Jim Stevenson has known about enhanced photoemission spectroscopy (EPS) for years. He was the principal investigator for a
2005–2006 study of a tabletop EPS device called Valimed to verify high-risk drugs compounded at the University of Michigan
Hospitals and Health Centers. Stevenson is also director of pharmacy services at the university's health system.
"We found five compounding errors in the first 18 months, and we've found more errors since," he told Drug Topics. "Human error is inevitable, which means that if we want to move to a zero error rate, we have to move beyond relying on
human validation." Valimed is made by CDEX, based in Tucson, Ariz. A small aliquot (fractional portion) of the compounded solution is inserted
into the device and illuminated. The light excites molecules in the solution, which fluoresce to form a spectrographic signature
that is unique for every drug and concentration. The sample signature is compared to a library signature; if the signatures
match, the test sample is verified. If the signatures do not match, the sample is rejected. Each unit costs $24,000, or $2.50
per sample on a pay-per-use basis.
Device limitations
"Drug validation is an area I hope will develop," Stevenson said. "We use Valimed to check 10 high-risk meds compounded in
our children's hospital and in our central IV clean room. But the device has some limitations."
One problem is a limited library of about 190 drugs and concentrations. Electrolytes are not in the library, so products accidentally
compounded with hypertonic solutions can escape detection. And chemotherapeutic agents cannot be checked.
"These types of devices will help catch common errors like heparin concentrations," said Christopher Jerry, president of the
Emily Jerry Foundation. His daughter, Emily, was killed by a chemotherapeutic agent compounded with hypertonic sodium chloride
["RPh second victim in Ohio drug error," Jan. 2010]. "If you have products like Valimed that can validate the correct drug
mixture, it makes sense to get them into hospitals as soon as possible."

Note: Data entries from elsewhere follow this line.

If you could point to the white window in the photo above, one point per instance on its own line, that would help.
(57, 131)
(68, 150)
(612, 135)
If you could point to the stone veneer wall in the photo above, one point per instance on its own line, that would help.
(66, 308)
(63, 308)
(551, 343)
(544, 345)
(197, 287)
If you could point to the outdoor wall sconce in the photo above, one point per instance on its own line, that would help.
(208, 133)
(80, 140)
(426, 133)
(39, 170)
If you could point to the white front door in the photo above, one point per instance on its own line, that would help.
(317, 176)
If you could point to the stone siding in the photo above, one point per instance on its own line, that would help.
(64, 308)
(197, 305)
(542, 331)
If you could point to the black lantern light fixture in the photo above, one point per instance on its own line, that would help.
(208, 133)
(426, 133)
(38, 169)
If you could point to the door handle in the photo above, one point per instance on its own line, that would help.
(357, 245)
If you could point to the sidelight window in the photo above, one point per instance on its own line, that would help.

Centice Corporation, based in Morrisville, N.C., uses spectrography to verify oral solids at the point of dispensing. The
user scans a drug-vial bar code to identify the target drug, then places the vial inside a countertop Pass Rx unit. Spectrography
and image recognition verify the product in the container against a library of 23,000 drugs and formulations.
"Pass Rx provides our pharmacy with an invaluable competitive differentiator — absolute peace of mind that patients are getting
their exact prescription," said Stan Haywood, owner of Prevo Drug in Asheboro, N.C. "Our No. 1 priority is patient safety."
Spectrography requires a clear view of the substance to be analyzed. That's where energy dispersive X-ray diffraction (ECXD)
comes in. XStream Systems in Bowling Green, Ohio, makes a $100,000 device that penetrates sealed containers to identify crystalline
materials inside, including pharmaceuticals.
Manufacturers can verify bulk ingredients and wholesalers can verify finished drug products. The promise is an end to counterfeit
and adulterated products in the supply chain.
"Track-and-trace can verify the package," said Patricia Earl, XStream vice president, business development. "But a bar code
on the outside of a carton doesn't tell you what's inside."